1. Renewable biomass. Materials, pre-commercial thinning, or invasive species from National Forest System land and public lands (with significant caveats – see the full FOA). Trees; algae and other microorganisms (grown non-heterotrophic for biomass or direct products); Crop residue (including cobs, stover, bagasse and other residues); vegetative waste, wood waste and wood residues; Animal waste and byproducts (including fats, oils, greases, and manure); and Food waste and yard waste.
2. MSW and sludge. The organic fraction therein can be used.
3. Other “transitional feedstocks,” e.g. Corn starch, cane, beet or sorghum sugars, or oils derived from soybean, canola, sunflower, corn, peanut or DDGS can be used, but must offer “a credible 'transition plan' that demonstrates how subsequent commercial production facilities (built after the one built under the DPA Title III Program) could be economically designed and constructed utilizing 'renewable biomass' materials.”
Awardees selected for phases 1 and 2 will be required to share at least 50 percent of the cost.
The due dates
Responses are due to the DPA Title III executive agent by August 13, 2012. The Air Force expects to announce awards by March 1, 2013. This is for the “Phase I” portion of the DPA program, $30 million to go to awardees for architectural and engineering expenses for integrated supply chains.

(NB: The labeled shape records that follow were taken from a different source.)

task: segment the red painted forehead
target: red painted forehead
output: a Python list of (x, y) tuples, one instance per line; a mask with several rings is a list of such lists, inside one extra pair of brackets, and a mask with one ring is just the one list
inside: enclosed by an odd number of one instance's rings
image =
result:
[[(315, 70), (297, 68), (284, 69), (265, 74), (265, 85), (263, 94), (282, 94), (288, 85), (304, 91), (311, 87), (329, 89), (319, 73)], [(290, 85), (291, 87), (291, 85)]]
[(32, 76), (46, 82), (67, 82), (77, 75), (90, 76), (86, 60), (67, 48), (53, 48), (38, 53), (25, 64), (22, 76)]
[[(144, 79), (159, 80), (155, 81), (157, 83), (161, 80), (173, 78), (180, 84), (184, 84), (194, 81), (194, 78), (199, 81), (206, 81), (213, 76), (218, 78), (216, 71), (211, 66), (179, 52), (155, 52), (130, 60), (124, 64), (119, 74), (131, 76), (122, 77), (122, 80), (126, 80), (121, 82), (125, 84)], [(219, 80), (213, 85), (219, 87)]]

Phase II would apply the balance of the $240 million ($100 million of which has been appropriated to date) from the Navy and DOE toward physical construction, shakedown, and operation.
The DPA as a funding authority
The Defense Production Act is an authority that dates back to 1950 and has been used to boost industries such as steel, aluminum, titanium, semiconductors, beryllium, and radiation-hardened electronics.
Title III of the Defense Production Act (DPA) provides unique authorities, under which the Government may provide appropriate incentives to create, maintain, protect, expand, or restore the productive capacities of domestic sources for critical components, critical technology items, and industrial resources essential for the execution of the national security strategy of the United States, including energy.
Why is the Air Force managing this program?
As the Executive Agent for DoD’s DPA Title III Program, the Air Force is responsible for executing programs that ensure domestic production capability for technology items that are essential to national defense.